Rz. 474

Nach § 166 Abs. 1 BewG tritt in den Fällen des § 162 Abs. 3 oder 4 BewG der Liquidationswert mit Wirkung für die Vergangenheit an die Stelle des bisherigen Wertansatzes. Aus der durch § 166 Abs. 1 BewG vorgesehenen Rückbeziehung folgt, dass sich die Nachbewertung nach den tatsächlichen Verhältnissen und den Wertverhältnissen des Bewertungsstichtags richtet.

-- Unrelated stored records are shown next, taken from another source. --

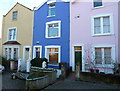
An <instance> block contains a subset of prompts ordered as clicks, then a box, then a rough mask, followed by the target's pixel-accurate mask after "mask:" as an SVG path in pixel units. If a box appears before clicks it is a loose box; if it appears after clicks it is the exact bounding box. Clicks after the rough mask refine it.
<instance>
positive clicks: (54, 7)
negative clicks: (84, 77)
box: [2, 0, 120, 73]
mask: <svg viewBox="0 0 120 91" xmlns="http://www.w3.org/2000/svg"><path fill="white" fill-rule="evenodd" d="M119 11H120V2H119V1H116V2H108V1H106V0H90V1H89V0H88V1H84V0H72V1H70V2H66V1H63V0H45V1H44V2H43V3H42V4H41V5H39V7H36V8H34V10H31V9H29V8H27V7H26V6H24V5H22V4H19V3H17V4H16V5H15V6H14V7H13V8H12V9H11V10H10V11H9V12H8V13H7V14H6V15H4V16H3V26H2V27H3V28H2V55H3V56H4V57H6V58H7V59H16V60H17V59H24V60H28V59H33V58H36V57H40V58H47V59H48V61H49V63H48V67H52V68H58V67H59V63H61V62H66V63H67V67H72V71H75V65H76V63H77V62H80V70H81V71H89V70H88V69H87V68H88V67H89V68H97V69H99V71H100V72H105V73H113V68H114V64H118V63H120V52H119V51H120V49H119V48H120V42H119V36H120V32H119V30H120V26H119V24H120V23H119V22H120V17H119V16H120V12H119Z"/></svg>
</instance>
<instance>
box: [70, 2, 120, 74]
mask: <svg viewBox="0 0 120 91" xmlns="http://www.w3.org/2000/svg"><path fill="white" fill-rule="evenodd" d="M97 1H100V2H97ZM119 6H120V4H119V2H106V0H92V1H90V2H85V0H72V2H71V4H70V7H71V8H70V12H71V13H70V19H71V20H70V21H71V24H70V26H71V27H70V31H71V32H70V40H71V41H70V55H71V56H70V66H72V70H73V71H75V64H76V63H77V62H78V61H79V62H80V64H81V65H80V66H81V67H80V69H81V71H89V69H91V68H93V69H99V71H100V72H105V73H113V68H114V64H115V63H120V52H119V51H120V49H119V48H120V43H119V41H118V40H119V35H120V32H118V31H119V29H120V26H119V25H118V19H119V18H118V13H119V12H118V11H119V9H120V7H119Z"/></svg>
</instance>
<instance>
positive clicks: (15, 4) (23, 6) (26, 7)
mask: <svg viewBox="0 0 120 91" xmlns="http://www.w3.org/2000/svg"><path fill="white" fill-rule="evenodd" d="M17 4H19V5H21V6H23V7H24V8H26V9H29V10H30V11H33V10H32V9H30V8H28V7H27V6H25V5H23V4H21V3H18V2H17V3H16V4H15V5H14V6H13V7H12V8H11V9H10V10H9V11H8V12H7V13H6V14H5V15H3V17H5V16H6V15H7V14H8V13H9V12H10V11H11V10H12V9H13V8H14V7H15V6H16V5H17Z"/></svg>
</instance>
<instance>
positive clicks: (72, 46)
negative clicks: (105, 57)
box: [71, 44, 85, 71]
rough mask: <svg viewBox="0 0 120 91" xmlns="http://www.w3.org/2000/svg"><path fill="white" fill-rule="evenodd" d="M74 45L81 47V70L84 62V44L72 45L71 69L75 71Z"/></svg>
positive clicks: (72, 70) (73, 70) (74, 57)
mask: <svg viewBox="0 0 120 91" xmlns="http://www.w3.org/2000/svg"><path fill="white" fill-rule="evenodd" d="M75 46H81V47H82V71H85V62H84V55H85V54H84V44H73V45H72V60H71V61H72V71H75V51H74V47H75Z"/></svg>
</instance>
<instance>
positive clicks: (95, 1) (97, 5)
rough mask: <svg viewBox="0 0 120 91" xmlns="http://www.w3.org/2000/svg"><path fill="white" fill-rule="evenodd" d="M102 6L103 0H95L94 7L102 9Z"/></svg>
mask: <svg viewBox="0 0 120 91" xmlns="http://www.w3.org/2000/svg"><path fill="white" fill-rule="evenodd" d="M100 6H102V0H94V7H95V8H96V7H100Z"/></svg>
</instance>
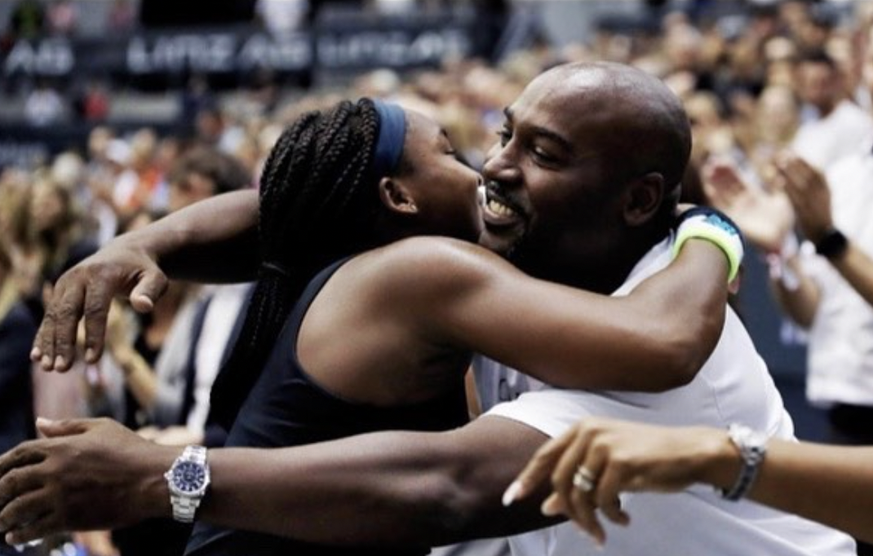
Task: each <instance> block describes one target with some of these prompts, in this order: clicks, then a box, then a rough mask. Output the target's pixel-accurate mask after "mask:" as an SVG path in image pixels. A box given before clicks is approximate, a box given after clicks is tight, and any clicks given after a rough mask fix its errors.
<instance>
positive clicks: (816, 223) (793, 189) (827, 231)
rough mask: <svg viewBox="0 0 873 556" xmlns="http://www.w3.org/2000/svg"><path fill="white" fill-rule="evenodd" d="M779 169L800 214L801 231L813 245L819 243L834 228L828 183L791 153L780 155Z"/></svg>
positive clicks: (779, 176) (797, 215)
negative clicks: (831, 214)
mask: <svg viewBox="0 0 873 556" xmlns="http://www.w3.org/2000/svg"><path fill="white" fill-rule="evenodd" d="M776 169H777V171H778V172H779V177H780V178H781V179H780V182H781V186H782V188H783V189H784V191H785V193H786V194H787V195H788V198H789V199H790V200H791V205H792V206H793V207H794V212H795V214H797V222H798V224H799V225H800V231H802V232H803V235H804V236H805V237H806V238H807V239H809V240H810V241H812V242H818V241H819V240H820V239H821V238H822V237H824V235H825V234H826V233H827V232H828V231H830V230H831V228H833V225H834V221H833V216H832V215H831V193H830V189H828V184H827V181H826V180H825V178H824V176H823V175H822V174H821V172H819V171H818V170H816V169H815V168H813V167H812V166H810V165H809V163H807V162H806V161H805V160H803V159H802V158H800V157H798V156H797V155H794V154H791V153H781V154H780V155H779V157H778V158H777V160H776Z"/></svg>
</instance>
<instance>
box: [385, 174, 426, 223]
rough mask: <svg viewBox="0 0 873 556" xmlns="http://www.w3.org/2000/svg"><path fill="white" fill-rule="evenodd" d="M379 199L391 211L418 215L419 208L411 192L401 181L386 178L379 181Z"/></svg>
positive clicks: (390, 178)
mask: <svg viewBox="0 0 873 556" xmlns="http://www.w3.org/2000/svg"><path fill="white" fill-rule="evenodd" d="M379 198H380V199H381V200H382V204H383V205H385V207H386V208H387V209H388V210H389V211H391V212H397V213H400V214H417V213H418V207H417V206H416V204H415V199H413V198H412V194H411V192H410V191H409V190H408V189H407V188H406V187H405V186H404V185H403V183H401V182H400V181H399V180H397V179H394V178H390V177H385V178H382V179H381V180H379Z"/></svg>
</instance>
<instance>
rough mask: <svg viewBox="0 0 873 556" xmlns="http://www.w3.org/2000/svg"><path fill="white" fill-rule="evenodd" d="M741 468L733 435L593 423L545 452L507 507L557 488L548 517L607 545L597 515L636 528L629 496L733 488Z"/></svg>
mask: <svg viewBox="0 0 873 556" xmlns="http://www.w3.org/2000/svg"><path fill="white" fill-rule="evenodd" d="M739 468H740V457H739V453H738V451H737V450H736V448H734V446H733V444H732V443H731V442H730V440H729V438H728V435H727V433H726V432H725V431H720V430H717V429H708V428H702V427H683V428H669V427H656V426H650V425H642V424H638V423H630V422H623V421H614V420H610V419H599V418H591V419H586V420H584V421H581V422H580V423H579V424H577V425H576V426H574V427H573V428H572V429H570V430H569V431H568V432H567V433H566V434H564V435H563V436H561V437H559V438H555V439H553V440H551V441H549V442H547V443H546V444H544V445H543V446H542V447H541V448H540V449H539V450H538V451H537V453H536V454H534V456H533V458H531V460H530V462H529V463H528V464H527V466H526V467H525V468H524V470H523V471H522V472H521V473H520V474H519V475H518V477H517V478H516V480H515V482H513V484H512V485H510V487H509V489H507V491H506V494H505V495H504V504H510V503H512V501H513V500H517V499H520V498H523V497H525V496H526V495H528V494H529V493H531V492H533V491H535V490H536V488H537V486H538V485H540V484H542V482H544V481H546V480H551V482H552V488H553V493H552V495H551V496H549V497H548V498H547V499H546V501H545V502H543V506H542V511H543V513H544V514H546V515H556V514H559V513H561V514H564V515H566V516H567V517H569V518H570V519H572V520H573V521H575V522H576V524H577V525H579V527H581V528H582V529H583V530H585V531H586V532H588V533H589V534H590V535H591V536H592V537H593V538H594V540H595V541H596V542H597V543H599V544H602V543H603V542H605V540H606V534H605V532H604V530H603V526H602V524H601V523H600V521H599V519H598V516H597V514H596V512H595V510H597V509H599V510H600V511H601V512H602V513H603V515H605V516H606V517H607V518H608V519H610V520H611V521H613V522H615V523H618V524H620V525H627V524H628V523H629V522H630V516H628V515H627V513H625V512H624V511H623V510H622V508H621V502H620V500H619V494H620V493H621V492H624V491H628V492H632V491H661V492H672V491H679V490H683V489H685V488H687V487H688V486H689V485H691V484H693V483H696V482H708V483H710V484H714V485H717V486H724V487H728V486H730V485H731V484H732V482H733V480H734V479H735V478H736V477H737V474H738V473H739Z"/></svg>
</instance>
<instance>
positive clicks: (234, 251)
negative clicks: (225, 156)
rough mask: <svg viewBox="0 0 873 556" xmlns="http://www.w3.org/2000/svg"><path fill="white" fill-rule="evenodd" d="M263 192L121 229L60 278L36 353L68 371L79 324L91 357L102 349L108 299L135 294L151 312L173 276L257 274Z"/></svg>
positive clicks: (127, 295)
mask: <svg viewBox="0 0 873 556" xmlns="http://www.w3.org/2000/svg"><path fill="white" fill-rule="evenodd" d="M257 224H258V194H257V192H256V191H240V192H234V193H227V194H224V195H218V196H216V197H213V198H211V199H208V200H206V201H202V202H200V203H196V204H194V205H192V206H190V207H187V208H185V209H182V210H180V211H177V212H174V213H173V214H171V215H169V216H167V217H166V218H163V219H161V220H158V221H157V222H155V223H153V224H150V225H149V226H146V227H145V228H142V229H140V230H136V231H134V232H131V233H129V234H124V235H122V236H119V237H117V238H116V239H114V240H113V241H111V242H110V243H109V244H107V245H106V246H105V247H104V248H102V249H101V250H100V251H98V252H97V253H96V254H95V255H93V256H91V257H89V258H88V259H86V260H85V261H83V262H82V263H80V264H78V265H76V266H75V267H73V268H72V269H71V270H70V271H68V272H67V273H65V274H64V275H63V276H61V278H60V279H59V280H58V282H57V284H56V286H55V290H54V293H53V295H52V299H51V301H50V302H49V304H48V306H47V307H46V313H45V317H44V318H43V321H42V324H41V325H40V328H39V332H38V333H37V337H36V340H35V341H34V348H33V350H32V351H31V359H33V360H34V361H35V362H39V363H40V364H41V365H42V368H43V369H44V370H55V371H61V372H65V371H67V370H69V368H70V366H71V365H72V363H73V358H74V357H75V340H76V330H77V327H78V324H79V321H80V320H82V319H84V322H85V349H86V351H85V360H86V361H87V362H89V363H94V362H96V361H97V360H98V359H99V358H100V355H101V354H102V353H103V346H104V333H105V330H106V318H107V313H108V311H109V305H110V303H111V301H112V299H113V298H114V297H116V296H129V297H130V301H131V305H132V306H133V307H134V308H135V309H136V310H138V311H142V312H147V311H150V310H151V309H152V307H154V303H155V301H156V300H157V299H158V298H159V297H160V296H161V295H162V294H163V292H164V290H165V289H166V287H167V277H170V278H179V279H189V280H198V281H214V282H222V281H245V280H250V279H252V278H253V277H254V276H255V273H256V270H257V264H258V260H257V258H258V250H257Z"/></svg>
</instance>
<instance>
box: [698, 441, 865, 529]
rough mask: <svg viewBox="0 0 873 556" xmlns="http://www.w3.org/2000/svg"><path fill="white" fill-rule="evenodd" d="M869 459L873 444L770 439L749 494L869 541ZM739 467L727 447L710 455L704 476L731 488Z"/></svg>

Die Verwirklichung des Nachbewertungstatbestands stellt ein rückwirkendes Ereignis i. S. d. § 175 Abs. 1 S. 1 Nr. 2 AO dar, das die Änderung des ursprünglichen Feststellungsbescheids und in der Folge des Erbschaftsteuerbescheids nach § 175 Abs. 1 S. 1 Nr. 1 AO rechtfertigt. Die Feststellungsfrist beginnt nach § 175 Abs. 1 S. 2 AO mit Ablauf des Jahres, in dem die Veräußerung erfolgt ist.

 

Rz. 475

Die Ersetzung des ursprünglich nach § 163 bzw. § 164 BewG ermittelten Fortführungswerts durch den Liquidationswert bereitet in den Fällen des § 162 Abs. 3 BewG keine Probleme, weil die wirtschaftliche Einheit insgesamt neu zu bewerten ist. Der Wert des Wirtschaftsteils wird in diesem Fall vollständig durch den Liquidationswert ersetzt.[1]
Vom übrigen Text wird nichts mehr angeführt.